Healio: What treatments are available for children with psoriasis? Are there new treatments in the pipeline?

Wan: Available treatments range from topical therapies to phototherapy to systemic or biologic medications. What has been exciting about the treatment landscape in psoriasis is that many novel and highly effective therapies have emerged in the last 5 years, and more continue to emerge. Select therapies — for example, some of the biologics — are now also approved for pediatric use, and with time, children will hopefully have access to even more of these novel therapies in the pipeline.

Healio: Where are there gaps in the care continuum for pediatric psoriasis? Where does research need to focus?

Wan: Psoriasis often follows a chronic course, so affected individuals, particularly those who are diagnosed during childhood, will need long-term care and monitoring. Some gaps in the care continuum include appropriate screening for comorbidities as well as long-term medication management, particularly as more children initiate systemic or biologic therapies at younger ages. For example, how long should children stay on these treatments? If treatments stop working, what should be the approach to subsequent treatment selection? Does earlier initiation of select treatments mitigate the risk for associated comorbidities? What is the long-term safety (ie, 20 to 30 years or longer) of treatments? In addition to addressing these questions, future research will also need to focus on dissecting the mechanisms of disease onset and comorbidity risk and prevention in children.
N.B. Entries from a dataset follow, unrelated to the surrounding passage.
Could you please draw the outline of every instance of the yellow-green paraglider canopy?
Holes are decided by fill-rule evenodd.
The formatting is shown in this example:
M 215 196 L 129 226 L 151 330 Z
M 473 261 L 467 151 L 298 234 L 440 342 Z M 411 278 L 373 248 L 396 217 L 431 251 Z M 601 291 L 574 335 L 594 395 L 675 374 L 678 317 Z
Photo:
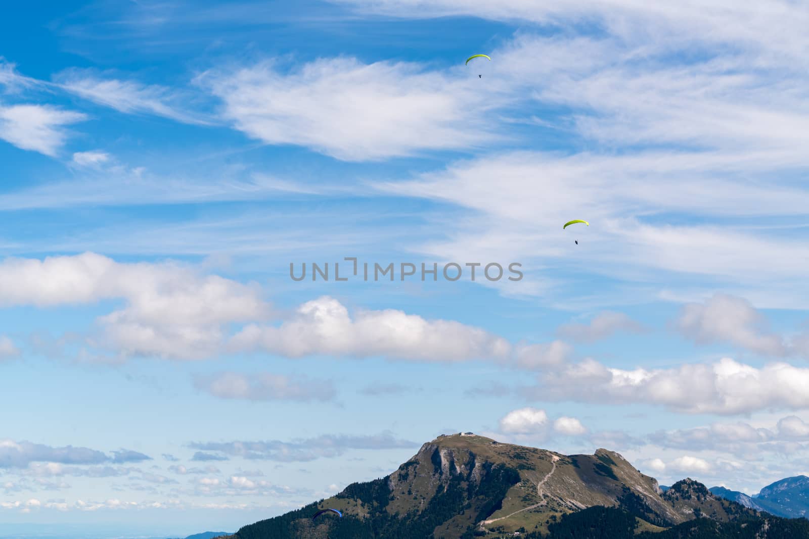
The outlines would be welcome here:
M 587 226 L 590 226 L 590 223 L 588 223 L 586 221 L 583 221 L 582 219 L 574 219 L 573 221 L 569 221 L 566 223 L 565 223 L 565 226 L 561 227 L 561 229 L 564 230 L 565 229 L 566 229 L 568 227 L 568 225 L 574 225 L 575 223 L 584 223 Z
M 485 54 L 472 54 L 471 57 L 469 57 L 468 58 L 466 59 L 466 64 L 464 64 L 464 65 L 466 65 L 467 64 L 468 64 L 469 61 L 472 60 L 472 58 L 488 58 L 489 61 L 491 61 L 491 60 L 492 60 L 491 58 L 489 58 Z

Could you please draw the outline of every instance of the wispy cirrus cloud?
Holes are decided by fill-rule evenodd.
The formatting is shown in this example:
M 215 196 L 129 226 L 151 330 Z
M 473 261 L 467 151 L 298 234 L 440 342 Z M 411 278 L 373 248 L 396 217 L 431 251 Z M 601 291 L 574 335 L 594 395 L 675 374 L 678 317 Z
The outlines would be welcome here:
M 604 311 L 595 315 L 590 323 L 564 324 L 557 334 L 574 341 L 591 343 L 606 339 L 619 331 L 642 333 L 646 329 L 623 313 Z
M 0 104 L 0 139 L 21 149 L 56 157 L 69 135 L 65 126 L 85 120 L 81 112 L 52 105 Z
M 126 114 L 152 114 L 200 125 L 213 122 L 205 114 L 187 109 L 194 97 L 188 91 L 121 80 L 89 69 L 67 69 L 57 74 L 54 81 L 65 91 Z
M 84 447 L 53 447 L 29 441 L 0 440 L 0 468 L 25 468 L 34 462 L 57 465 L 98 465 L 110 462 L 123 464 L 149 460 L 143 453 L 121 449 L 110 457 L 102 451 Z
M 632 370 L 592 359 L 544 373 L 524 394 L 542 400 L 644 403 L 685 414 L 751 414 L 809 408 L 809 368 L 787 363 L 754 367 L 731 358 L 713 364 Z
M 291 442 L 273 440 L 194 442 L 188 444 L 193 449 L 217 452 L 229 457 L 281 462 L 303 462 L 337 457 L 350 449 L 400 449 L 417 446 L 417 443 L 400 440 L 390 432 L 375 436 L 323 435 Z
M 219 373 L 197 376 L 194 386 L 219 398 L 249 401 L 329 401 L 336 391 L 330 381 L 293 378 L 270 373 Z

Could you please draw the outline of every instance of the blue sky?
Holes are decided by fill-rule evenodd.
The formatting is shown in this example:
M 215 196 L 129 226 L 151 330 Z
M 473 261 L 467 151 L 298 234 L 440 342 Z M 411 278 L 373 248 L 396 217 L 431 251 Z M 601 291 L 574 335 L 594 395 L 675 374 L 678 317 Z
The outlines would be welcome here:
M 809 9 L 541 3 L 6 7 L 6 525 L 232 531 L 460 431 L 809 472 Z M 523 278 L 290 278 L 345 257 Z

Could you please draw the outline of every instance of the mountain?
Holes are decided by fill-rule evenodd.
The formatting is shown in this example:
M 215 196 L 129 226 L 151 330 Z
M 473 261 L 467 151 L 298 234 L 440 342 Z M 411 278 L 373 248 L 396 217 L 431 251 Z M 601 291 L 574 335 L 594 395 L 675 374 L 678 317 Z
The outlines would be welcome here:
M 325 507 L 343 517 L 312 521 Z M 778 519 L 718 498 L 692 479 L 663 492 L 654 478 L 607 449 L 562 455 L 464 433 L 425 444 L 385 478 L 353 483 L 230 537 L 493 539 L 517 533 L 525 539 L 777 539 L 809 537 L 804 524 L 809 520 Z
M 731 502 L 735 502 L 737 503 L 741 503 L 744 507 L 749 507 L 750 509 L 755 509 L 756 511 L 765 511 L 764 507 L 756 503 L 756 500 L 754 499 L 755 497 L 748 496 L 743 492 L 731 491 L 725 488 L 724 486 L 711 486 L 708 490 L 710 491 L 711 494 L 714 496 L 724 498 L 725 499 L 729 499 Z M 779 516 L 784 516 L 784 515 L 773 512 L 772 511 L 769 512 L 773 515 L 778 515 Z
M 809 478 L 798 475 L 776 481 L 761 489 L 754 496 L 729 491 L 721 486 L 710 489 L 715 495 L 738 502 L 742 505 L 765 511 L 777 516 L 799 518 L 809 516 Z

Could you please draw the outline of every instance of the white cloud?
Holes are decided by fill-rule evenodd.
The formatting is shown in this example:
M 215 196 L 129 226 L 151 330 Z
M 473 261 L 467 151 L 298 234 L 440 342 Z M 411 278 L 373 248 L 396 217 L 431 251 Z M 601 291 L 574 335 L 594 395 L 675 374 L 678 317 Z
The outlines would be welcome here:
M 73 162 L 79 166 L 95 166 L 109 161 L 109 154 L 98 150 L 76 152 L 73 154 Z
M 465 77 L 416 64 L 320 59 L 291 73 L 264 63 L 211 71 L 198 81 L 224 102 L 223 116 L 268 144 L 307 146 L 346 161 L 480 145 L 493 138 L 490 93 Z
M 251 401 L 328 401 L 332 399 L 336 393 L 330 381 L 290 378 L 269 373 L 251 375 L 220 373 L 200 376 L 194 381 L 194 385 L 220 398 Z
M 10 338 L 0 335 L 0 360 L 19 355 L 19 349 Z
M 707 461 L 688 455 L 674 459 L 666 465 L 666 468 L 681 474 L 705 474 L 711 471 L 711 465 Z
M 517 347 L 517 364 L 524 368 L 561 365 L 570 359 L 573 347 L 556 340 L 540 344 L 527 344 Z
M 127 114 L 146 113 L 187 124 L 206 124 L 201 115 L 184 110 L 187 93 L 156 84 L 104 78 L 88 69 L 68 69 L 55 78 L 61 89 Z
M 790 353 L 780 336 L 767 332 L 764 317 L 740 297 L 715 294 L 703 304 L 686 305 L 676 325 L 699 343 L 727 341 L 766 356 Z
M 537 408 L 520 408 L 500 419 L 500 430 L 513 434 L 532 434 L 542 431 L 548 423 L 545 411 Z
M 565 324 L 557 334 L 574 341 L 591 343 L 606 339 L 618 331 L 641 333 L 644 327 L 623 313 L 604 311 L 599 313 L 589 324 Z
M 426 320 L 394 310 L 358 311 L 352 318 L 328 297 L 303 304 L 280 326 L 248 326 L 233 345 L 291 357 L 332 354 L 437 361 L 506 360 L 511 351 L 505 339 L 457 322 Z
M 581 421 L 574 417 L 565 416 L 562 416 L 553 422 L 553 430 L 570 436 L 577 436 L 587 432 L 587 429 L 584 427 Z
M 667 448 L 711 451 L 735 454 L 755 461 L 767 453 L 796 454 L 809 449 L 809 424 L 790 415 L 769 427 L 754 427 L 749 423 L 714 423 L 708 427 L 659 431 L 649 441 Z
M 757 368 L 723 358 L 714 364 L 634 370 L 587 359 L 540 377 L 526 390 L 543 400 L 643 402 L 688 414 L 747 414 L 809 408 L 809 368 L 786 363 Z
M 778 421 L 778 434 L 786 440 L 803 440 L 809 441 L 809 424 L 795 415 L 785 417 Z
M 99 318 L 103 333 L 89 343 L 122 358 L 206 357 L 219 349 L 225 324 L 261 319 L 269 312 L 257 287 L 177 263 L 122 263 L 93 253 L 0 263 L 0 305 L 104 299 L 126 302 Z
M 647 461 L 645 465 L 654 470 L 655 472 L 662 472 L 666 470 L 666 463 L 659 458 L 653 458 Z
M 55 157 L 65 144 L 65 125 L 87 119 L 83 114 L 49 105 L 0 106 L 0 138 L 22 149 Z

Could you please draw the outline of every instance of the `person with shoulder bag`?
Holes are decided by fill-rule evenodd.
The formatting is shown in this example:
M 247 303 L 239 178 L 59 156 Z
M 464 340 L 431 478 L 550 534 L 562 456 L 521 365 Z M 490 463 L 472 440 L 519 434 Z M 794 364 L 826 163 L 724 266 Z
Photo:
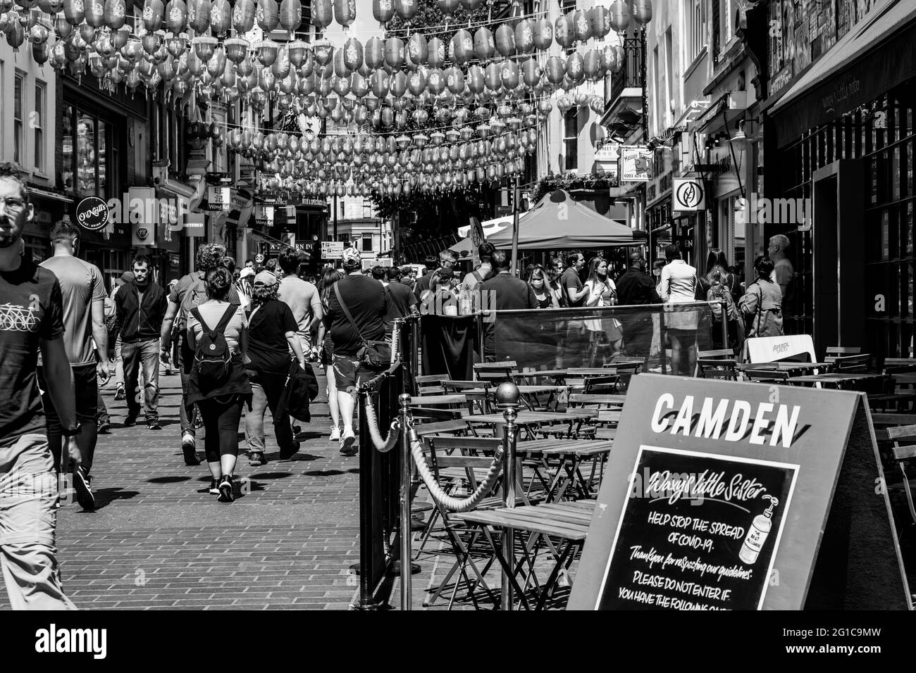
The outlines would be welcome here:
M 757 279 L 747 287 L 738 302 L 748 339 L 763 336 L 782 336 L 782 291 L 770 278 L 773 262 L 759 256 L 754 262 Z
M 248 326 L 241 307 L 229 301 L 233 288 L 229 270 L 213 268 L 204 282 L 207 300 L 188 315 L 188 345 L 194 353 L 188 403 L 197 404 L 203 419 L 210 493 L 218 494 L 221 503 L 231 503 L 242 405 L 251 404 L 251 384 L 245 369 Z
Healio: In November 2020, guidelines were released for pediatric psoriasis. What impact have they had in practice? Have there been any updates?

Wan: The 2020 joint AAD-NPF guidelines for pediatric psoriasis were the first set of guidelines focused specifically on the care of children with psoriasis. The guidelines are comprehensive and provide practical guidance for both dermatologists and primary care providers. Although I don’t have any hard data to measure the impact of these guidelines, the guidelines have likely raised awareness about comorbidity screening and treatment considerations among children with psoriasis and established best practices for clinicians to follow. To my knowledge, there has not yet been an update to these guidelines; however, the guidelines will certainly evolve over time as more research on pediatric psoriasis is done.